Califf, Principal Deputy Commissioner Janet Woodcock, and top vaccine official Dr. Peter Marks wrote for the Journal of the American Medical Association that COVID-19 will be around for the foreseeable future while suggesting that it will require yearly vaccines targeting the most threatening variations of the virus.
The virus “will likely circulate globally for the foreseeable future, taking its place alongside other common respiratory viruses such as influenza. And it likely will require similar annual consideration for vaccine composition updates in consultation with the [FDA],” they continued.

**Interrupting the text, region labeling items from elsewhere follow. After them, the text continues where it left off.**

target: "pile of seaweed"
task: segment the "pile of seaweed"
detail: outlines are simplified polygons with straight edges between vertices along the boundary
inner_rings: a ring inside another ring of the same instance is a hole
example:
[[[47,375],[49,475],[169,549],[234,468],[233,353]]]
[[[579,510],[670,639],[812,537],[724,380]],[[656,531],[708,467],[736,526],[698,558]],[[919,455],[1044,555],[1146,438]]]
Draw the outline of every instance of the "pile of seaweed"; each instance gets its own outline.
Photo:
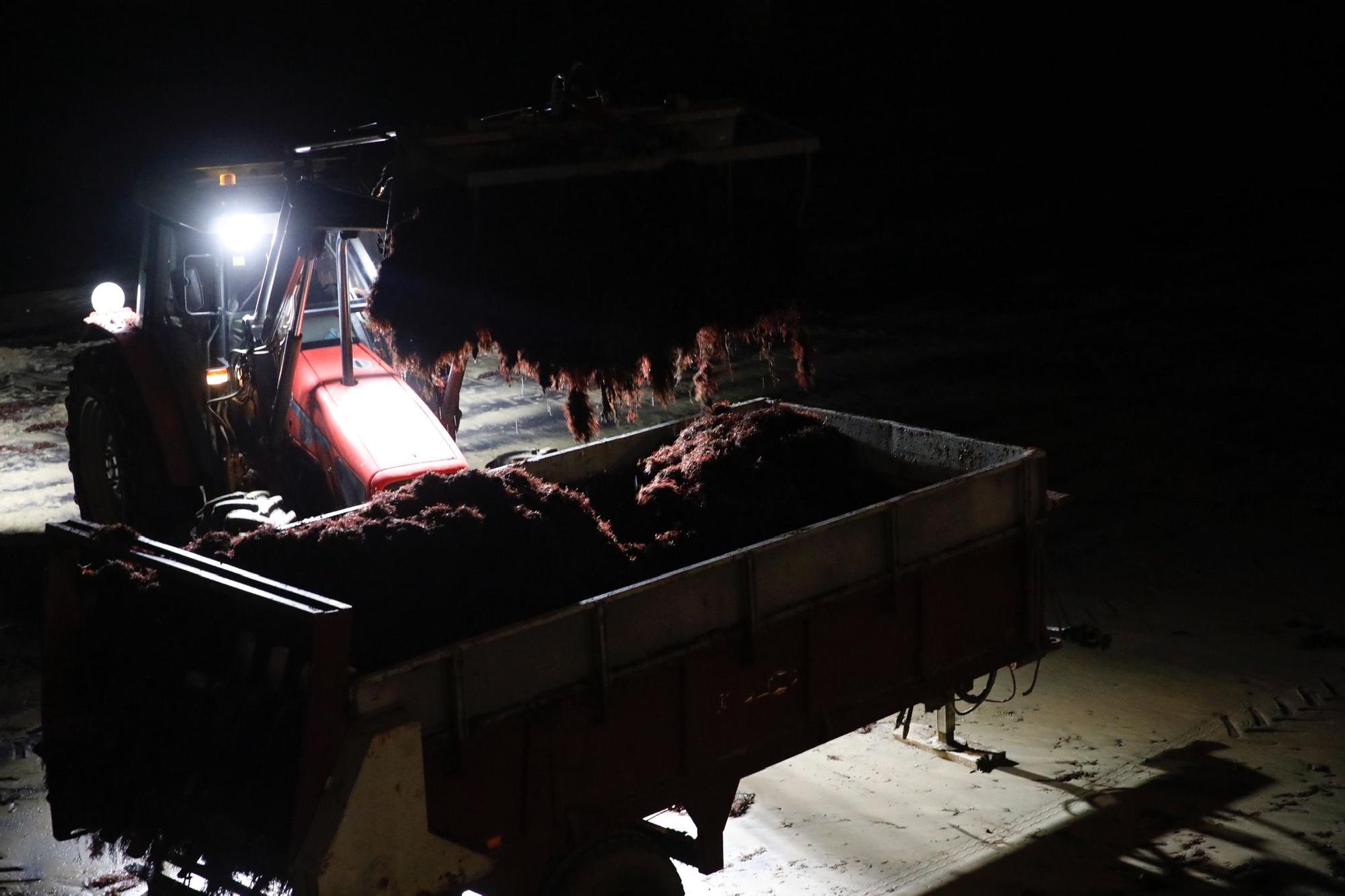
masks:
[[[717,408],[592,500],[516,467],[426,474],[338,517],[190,548],[351,604],[352,665],[370,670],[893,494],[815,414]],[[300,716],[266,689],[190,686],[234,659],[227,601],[183,600],[118,554],[133,541],[104,527],[85,569],[98,599],[70,655],[90,714],[43,744],[52,806],[74,800],[95,842],[133,856],[280,877]]]
[[[93,615],[67,655],[79,658],[90,693],[78,735],[40,749],[52,805],[69,807],[100,849],[199,856],[206,868],[278,877],[301,708],[261,681],[239,682],[229,601],[183,600],[128,556],[134,541],[125,526],[101,529],[93,552],[104,556],[83,570],[97,599],[83,601]],[[351,604],[356,669],[633,577],[627,549],[584,495],[516,468],[426,474],[340,517],[213,533],[190,548]]]
[[[683,377],[709,405],[744,346],[768,359],[787,347],[795,379],[811,383],[795,221],[796,209],[741,196],[730,209],[709,165],[444,187],[393,230],[370,318],[409,367],[496,351],[506,375],[566,391],[582,441],[600,417],[633,418],[643,389],[667,402]]]
[[[229,881],[250,869],[265,891],[285,870],[299,713],[270,687],[230,693],[237,631],[226,601],[183,600],[126,553],[136,533],[105,526],[78,584],[81,624],[44,681],[69,718],[43,718],[52,826],[149,861],[204,856]],[[190,635],[184,636],[184,632]],[[214,685],[206,685],[207,681]],[[225,892],[217,883],[211,892]]]
[[[617,480],[632,482],[628,476]],[[594,503],[656,574],[892,498],[853,441],[784,405],[716,406],[639,461],[633,498],[594,484]]]
[[[339,517],[191,550],[355,609],[371,669],[627,584],[633,560],[588,499],[519,468],[426,474]]]

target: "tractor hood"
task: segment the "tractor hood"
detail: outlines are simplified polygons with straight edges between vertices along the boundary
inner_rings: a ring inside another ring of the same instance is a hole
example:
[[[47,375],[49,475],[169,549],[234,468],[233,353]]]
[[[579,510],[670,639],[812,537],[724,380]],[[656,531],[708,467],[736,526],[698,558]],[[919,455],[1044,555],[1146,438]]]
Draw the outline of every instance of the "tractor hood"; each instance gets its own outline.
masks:
[[[355,385],[340,382],[340,346],[305,348],[295,370],[289,435],[348,503],[425,472],[467,470],[457,444],[381,358],[354,347]]]

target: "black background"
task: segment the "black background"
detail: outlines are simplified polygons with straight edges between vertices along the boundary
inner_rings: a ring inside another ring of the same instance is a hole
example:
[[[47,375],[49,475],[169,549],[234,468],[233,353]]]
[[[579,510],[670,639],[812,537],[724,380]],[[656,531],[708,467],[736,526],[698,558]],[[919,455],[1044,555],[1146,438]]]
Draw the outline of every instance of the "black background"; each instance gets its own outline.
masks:
[[[577,59],[617,97],[734,96],[818,133],[822,244],[1040,265],[1340,204],[1330,3],[30,8],[11,26],[15,285],[133,258],[149,165],[542,102]]]

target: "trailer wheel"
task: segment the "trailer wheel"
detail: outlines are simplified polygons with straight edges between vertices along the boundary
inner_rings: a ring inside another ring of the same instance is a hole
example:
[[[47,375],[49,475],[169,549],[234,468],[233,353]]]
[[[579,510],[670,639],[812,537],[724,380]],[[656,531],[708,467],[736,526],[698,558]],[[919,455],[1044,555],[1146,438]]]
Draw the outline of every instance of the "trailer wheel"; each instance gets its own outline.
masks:
[[[683,896],[672,860],[643,834],[623,831],[565,861],[546,896]]]
[[[182,539],[200,498],[172,486],[149,416],[116,346],[75,355],[66,396],[66,441],[79,514],[128,523],[157,538]]]

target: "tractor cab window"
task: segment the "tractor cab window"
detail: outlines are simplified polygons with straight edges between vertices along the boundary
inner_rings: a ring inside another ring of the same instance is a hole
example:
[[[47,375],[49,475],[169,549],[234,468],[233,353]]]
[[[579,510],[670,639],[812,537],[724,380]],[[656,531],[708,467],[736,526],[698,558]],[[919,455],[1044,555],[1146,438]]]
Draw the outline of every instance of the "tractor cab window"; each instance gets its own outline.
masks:
[[[369,342],[364,308],[369,292],[378,276],[378,249],[370,252],[367,238],[360,234],[350,241],[350,311],[356,342]],[[340,342],[340,283],[339,238],[336,231],[328,231],[323,244],[323,254],[313,264],[313,283],[308,288],[308,304],[304,308],[304,344],[323,346]]]

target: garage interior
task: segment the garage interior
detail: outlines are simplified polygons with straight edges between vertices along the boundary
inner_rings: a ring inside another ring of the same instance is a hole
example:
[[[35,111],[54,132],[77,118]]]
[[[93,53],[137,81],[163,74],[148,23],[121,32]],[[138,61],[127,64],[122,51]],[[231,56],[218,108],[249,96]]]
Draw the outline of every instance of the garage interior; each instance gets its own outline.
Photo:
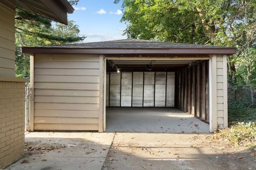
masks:
[[[209,56],[108,57],[107,132],[209,132]]]

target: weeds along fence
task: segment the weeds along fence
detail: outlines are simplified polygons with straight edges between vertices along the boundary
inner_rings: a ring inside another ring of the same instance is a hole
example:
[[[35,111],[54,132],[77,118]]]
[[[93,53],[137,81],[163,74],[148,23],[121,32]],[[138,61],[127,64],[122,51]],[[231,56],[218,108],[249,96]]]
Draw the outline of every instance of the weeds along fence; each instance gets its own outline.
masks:
[[[256,87],[249,85],[228,86],[229,105],[240,107],[256,107]]]

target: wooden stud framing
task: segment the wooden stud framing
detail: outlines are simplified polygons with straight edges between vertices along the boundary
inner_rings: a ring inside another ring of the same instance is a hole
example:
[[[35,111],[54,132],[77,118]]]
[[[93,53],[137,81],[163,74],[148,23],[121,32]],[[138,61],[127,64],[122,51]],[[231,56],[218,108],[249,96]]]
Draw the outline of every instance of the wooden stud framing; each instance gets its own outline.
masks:
[[[166,102],[167,102],[167,72],[166,72],[166,74],[165,74],[165,107],[166,107]]]
[[[186,69],[183,71],[183,88],[182,88],[182,111],[185,111],[185,91],[186,91]]]
[[[133,72],[132,72],[132,96],[131,100],[131,106],[132,107],[132,95],[133,94]]]
[[[202,90],[203,82],[203,66],[202,63],[199,64],[199,117],[202,118]]]
[[[188,112],[188,88],[189,87],[189,69],[187,68],[186,71],[186,112]]]
[[[155,107],[156,103],[156,72],[155,72],[155,80],[154,82],[154,107]]]
[[[142,107],[144,107],[144,83],[145,81],[145,72],[143,72],[143,86],[142,86]]]
[[[100,102],[99,102],[99,132],[103,132],[104,131],[104,125],[103,125],[103,107],[104,105],[104,98],[103,98],[103,75],[105,74],[104,71],[104,57],[103,55],[101,55],[99,56],[100,59],[100,66],[99,66],[99,72],[100,72],[100,81],[99,81],[99,92],[100,92]]]
[[[121,105],[121,99],[122,99],[122,71],[120,72],[120,107]]]
[[[193,86],[193,69],[192,67],[189,67],[189,113],[192,114],[192,86]]]
[[[194,76],[195,76],[195,83],[194,84],[195,86],[194,86],[194,115],[197,116],[196,112],[197,112],[197,65],[195,65],[194,67]]]
[[[30,55],[30,88],[29,131],[34,131],[34,55]]]
[[[110,107],[110,73],[111,72],[109,72],[109,78],[108,79],[108,107]]]
[[[205,109],[204,109],[204,121],[205,122],[207,122],[207,86],[209,86],[208,85],[208,74],[209,74],[209,69],[208,69],[208,64],[209,64],[209,62],[208,62],[208,61],[205,61],[205,86],[204,86],[204,105],[205,105]]]

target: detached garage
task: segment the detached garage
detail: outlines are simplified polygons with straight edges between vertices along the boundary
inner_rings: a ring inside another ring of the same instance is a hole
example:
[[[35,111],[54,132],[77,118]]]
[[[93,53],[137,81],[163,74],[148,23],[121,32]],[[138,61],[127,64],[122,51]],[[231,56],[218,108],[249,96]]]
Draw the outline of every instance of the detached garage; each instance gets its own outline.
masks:
[[[207,131],[227,127],[227,56],[235,48],[126,39],[22,52],[30,55],[31,131],[157,124],[172,132],[182,120],[191,132],[187,115]]]

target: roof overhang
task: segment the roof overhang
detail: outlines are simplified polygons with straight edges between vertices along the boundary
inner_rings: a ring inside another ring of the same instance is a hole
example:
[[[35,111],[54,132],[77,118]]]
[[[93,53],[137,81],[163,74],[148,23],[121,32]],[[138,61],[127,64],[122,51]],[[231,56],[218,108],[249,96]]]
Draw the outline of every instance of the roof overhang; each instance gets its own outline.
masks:
[[[67,13],[74,10],[67,0],[1,0],[1,3],[13,10],[18,7],[65,24]]]
[[[24,47],[25,54],[226,54],[236,52],[235,47],[225,48],[86,48],[73,47]]]

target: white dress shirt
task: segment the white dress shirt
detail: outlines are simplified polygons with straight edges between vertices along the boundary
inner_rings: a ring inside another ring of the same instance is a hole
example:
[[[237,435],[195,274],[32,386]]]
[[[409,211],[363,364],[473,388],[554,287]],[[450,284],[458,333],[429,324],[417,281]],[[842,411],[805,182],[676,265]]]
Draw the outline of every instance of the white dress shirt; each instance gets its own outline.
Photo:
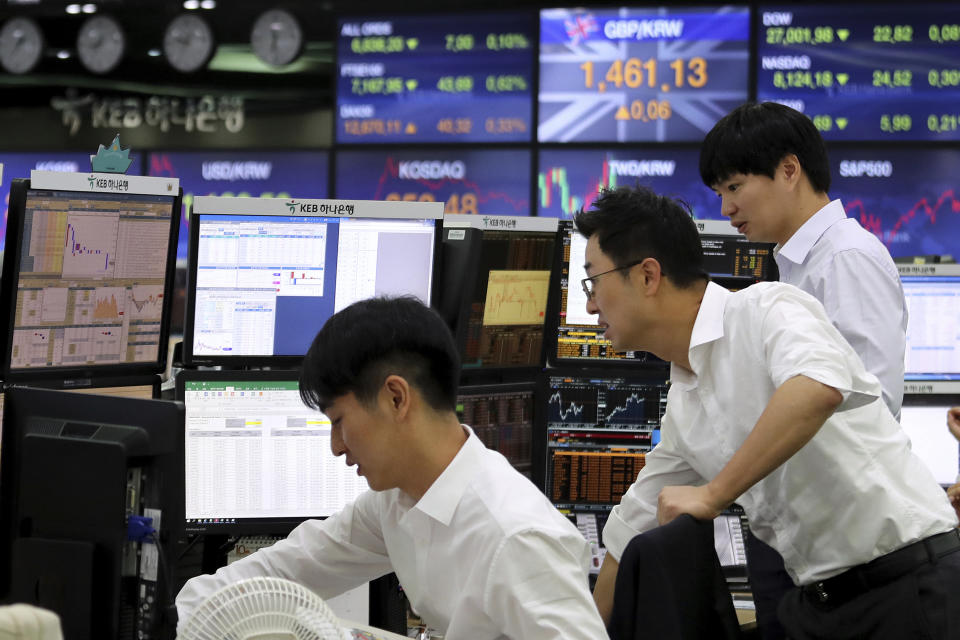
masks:
[[[943,489],[879,401],[876,377],[810,295],[779,282],[737,293],[708,284],[689,360],[692,373],[671,369],[660,444],[604,528],[614,558],[657,525],[661,487],[715,477],[773,392],[799,375],[837,389],[842,403],[810,442],[737,498],[795,583],[822,580],[956,525]]]
[[[907,303],[890,252],[833,200],[774,249],[780,281],[819,300],[900,419]]]
[[[180,627],[218,588],[254,576],[293,580],[329,598],[395,571],[414,610],[448,640],[606,638],[587,586],[590,549],[507,460],[469,437],[418,501],[367,491],[326,520],[193,578]]]

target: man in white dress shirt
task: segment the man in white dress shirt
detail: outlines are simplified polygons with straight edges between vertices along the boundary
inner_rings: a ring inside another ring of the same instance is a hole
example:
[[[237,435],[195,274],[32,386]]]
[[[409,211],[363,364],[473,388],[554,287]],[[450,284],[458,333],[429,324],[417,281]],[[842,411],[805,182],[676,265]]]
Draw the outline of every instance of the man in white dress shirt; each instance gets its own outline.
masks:
[[[737,107],[704,138],[700,175],[730,224],[777,244],[780,281],[823,304],[899,420],[907,330],[900,276],[883,243],[827,195],[826,145],[810,118],[774,102]],[[776,605],[792,586],[783,560],[751,532],[747,563],[763,636],[783,638]]]
[[[605,638],[583,536],[457,421],[460,363],[446,325],[412,298],[336,313],[303,361],[300,393],[370,491],[272,547],[193,578],[180,626],[218,588],[254,576],[332,597],[390,571],[448,640]]]
[[[736,500],[796,585],[791,638],[958,637],[956,515],[823,306],[708,282],[688,213],[649,189],[607,191],[575,222],[587,311],[615,349],[671,362],[662,439],[603,531],[601,614],[634,535]]]

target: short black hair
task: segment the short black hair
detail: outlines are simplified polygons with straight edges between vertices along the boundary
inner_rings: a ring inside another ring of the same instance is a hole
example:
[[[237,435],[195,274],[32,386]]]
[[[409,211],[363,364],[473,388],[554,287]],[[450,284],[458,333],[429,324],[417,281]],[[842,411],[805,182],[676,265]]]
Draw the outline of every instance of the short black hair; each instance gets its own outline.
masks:
[[[776,102],[747,102],[721,118],[703,139],[700,177],[708,187],[737,173],[773,178],[791,153],[814,191],[830,190],[827,147],[813,121]]]
[[[583,237],[597,236],[600,250],[617,266],[655,258],[681,289],[709,278],[689,207],[649,187],[604,189],[593,208],[579,211],[573,221]]]
[[[370,406],[389,375],[402,376],[435,411],[454,411],[460,357],[439,314],[411,296],[379,297],[338,311],[303,358],[300,398],[323,411],[352,392]]]

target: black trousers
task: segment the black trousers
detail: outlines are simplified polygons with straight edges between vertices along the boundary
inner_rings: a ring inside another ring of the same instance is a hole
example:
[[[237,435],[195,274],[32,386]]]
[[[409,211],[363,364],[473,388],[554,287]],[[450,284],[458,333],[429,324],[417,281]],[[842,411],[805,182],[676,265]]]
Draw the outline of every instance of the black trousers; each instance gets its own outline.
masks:
[[[852,599],[822,603],[797,587],[780,602],[792,640],[956,640],[960,638],[960,552]]]
[[[783,558],[777,551],[747,531],[747,573],[750,590],[757,610],[757,628],[763,640],[785,640],[787,637],[777,607],[780,600],[795,587],[783,567]]]

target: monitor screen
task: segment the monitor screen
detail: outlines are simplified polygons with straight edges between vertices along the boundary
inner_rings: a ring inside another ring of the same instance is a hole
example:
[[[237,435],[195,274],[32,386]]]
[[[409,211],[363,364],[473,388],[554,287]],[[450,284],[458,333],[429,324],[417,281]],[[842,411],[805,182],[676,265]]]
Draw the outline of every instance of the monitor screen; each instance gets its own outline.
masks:
[[[757,99],[806,113],[828,140],[960,140],[960,7],[766,5]]]
[[[296,371],[182,371],[188,531],[289,532],[340,511],[367,482],[330,451],[330,420]]]
[[[549,371],[537,388],[534,457],[544,491],[603,552],[599,532],[643,468],[667,404],[667,374]]]
[[[179,206],[170,178],[35,171],[14,182],[9,374],[162,371]]]
[[[894,258],[960,257],[960,151],[843,148],[830,153],[830,195]]]
[[[726,221],[697,220],[703,266],[711,279],[730,288],[741,288],[776,280],[779,276],[773,259],[772,242],[751,242]]]
[[[596,315],[587,313],[587,296],[580,281],[587,277],[583,268],[587,240],[570,221],[560,223],[559,266],[553,278],[554,295],[547,313],[547,359],[553,363],[622,363],[638,366],[647,363],[666,366],[645,351],[614,351],[603,337]]]
[[[326,151],[157,151],[147,154],[151,176],[180,179],[183,208],[177,261],[187,261],[188,216],[194,196],[326,198]]]
[[[130,153],[133,162],[127,173],[140,175],[140,154]],[[66,171],[71,173],[82,172],[90,167],[90,154],[76,152],[35,152],[14,153],[0,152],[0,195],[3,197],[3,219],[0,220],[0,255],[3,255],[4,239],[7,228],[7,208],[10,205],[10,183],[15,178],[29,178],[30,172],[38,171]]]
[[[750,10],[544,9],[540,142],[700,142],[747,99]]]
[[[529,141],[535,28],[529,12],[340,18],[337,142]]]
[[[194,199],[184,361],[298,361],[323,323],[378,295],[430,303],[443,207]]]
[[[907,395],[900,410],[913,452],[943,486],[960,481],[960,443],[947,428],[947,410],[958,405],[957,396]]]
[[[904,356],[907,380],[960,380],[960,269],[953,272],[901,272],[909,314]]]
[[[441,296],[459,301],[454,320],[464,370],[540,367],[557,221],[446,216],[444,259],[469,251],[462,270],[444,267]],[[475,223],[480,238],[466,230]]]
[[[699,161],[689,149],[541,149],[537,215],[569,219],[601,189],[639,184],[682,200],[694,218],[719,219],[720,201],[700,179]]]
[[[12,387],[4,412],[0,591],[55,611],[65,637],[160,637],[183,534],[183,406]],[[135,516],[154,532],[138,539]]]
[[[487,448],[499,451],[531,480],[534,479],[533,386],[533,383],[464,385],[457,393],[460,422],[469,425]]]
[[[522,149],[338,151],[336,195],[443,202],[444,213],[530,215],[530,152]]]

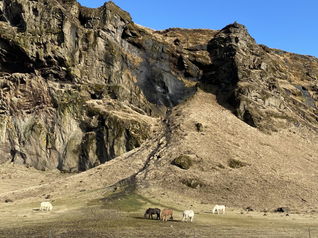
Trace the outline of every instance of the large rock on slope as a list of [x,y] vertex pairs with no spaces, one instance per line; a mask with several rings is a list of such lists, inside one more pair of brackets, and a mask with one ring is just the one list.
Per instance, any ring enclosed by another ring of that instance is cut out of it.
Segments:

It’s a departure from the rhetoric that was expressed by public health officials in 2020 and 2021. In late October 2020, for example, current White House COVID-19 adviser Anthony Fauci said that President Donald Trump’s comparisons to the flu were false, telling NBC at the time “it is not correct to say it’s the same as flu.”
About a year later, Fauci told CBS News that Americans will “likely” have to deal with COVID-19 in a similar manner as influenza. “That’s entirely conceivable and likely, as a matter of fact, we are not going to be in a situation of this degree of intensity indefinitely,” he said when asked about the Omicron variant.
In the Journal of the American Medical Association article, the three FDA officials proclaimed that by the summer of 2022, decisions will have to be issued “about who should be eligible for vaccination with additional boosters and regarding vaccine composition.”
“Administering additional COVID-19 vaccine doses to appropriate individuals this fall around the time of the usual influenza vaccine campaign has the potential to protect susceptible individuals against hospitalization and death, and therefore will be a topic for FDA consideration,” they added.